Outlook Business Desk
A new investigation by Reuters revealed that Meta, the parent company of Facebook, Instagram and WhatsApp, may have earned over $16 billion in 2024 through fraudulent ads promoting fake investments, gambling and banned medical products.
Nearly 10% of Meta’s total 2024 revenue came from deceptive or scam-related ads, according to internal documents reviewed by Reuters, despite the risks such content posed to millions of users worldwide.
The report suggests Meta’s internal system doesn’t block most scam ads. Instead, it assigns each advertiser a fraud probability score before deciding whether to act or charge extra fees.

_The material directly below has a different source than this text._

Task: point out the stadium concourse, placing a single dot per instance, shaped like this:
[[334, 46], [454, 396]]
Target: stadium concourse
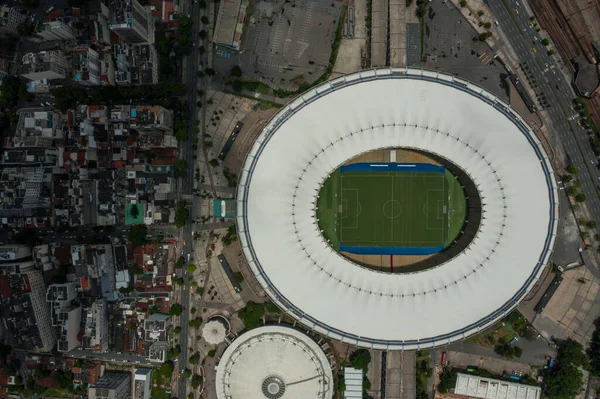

Meta blocks an advertiser only if fraud probability reaches 95%. If between 80–90%, it simply increases ad fees, letting suspicious advertisers continue paying and boosting Meta’s revenue.
For over three years, Meta allegedly failed to protect users from illegal gambling promotions, fake investment schemes, and banned medical ads, allowing scammers to operate widely across its platforms.
Many scam ads mimicked well-known brands and government agencies, targeting elderly and less tech-savvy users who were more likely to be deceived by false financial offers or banned medical promotions.
Meta spokesperson Andy Stone dismissed the report as “selective and misleading,” claiming that it ignored the company’s efforts to detect and remove scam ads from its platforms.
Experts warn that scam ads continue to be a major online threat, increasingly driven by AI-generated faces and voices, raising serious questions over whether Meta values profits more than user safety.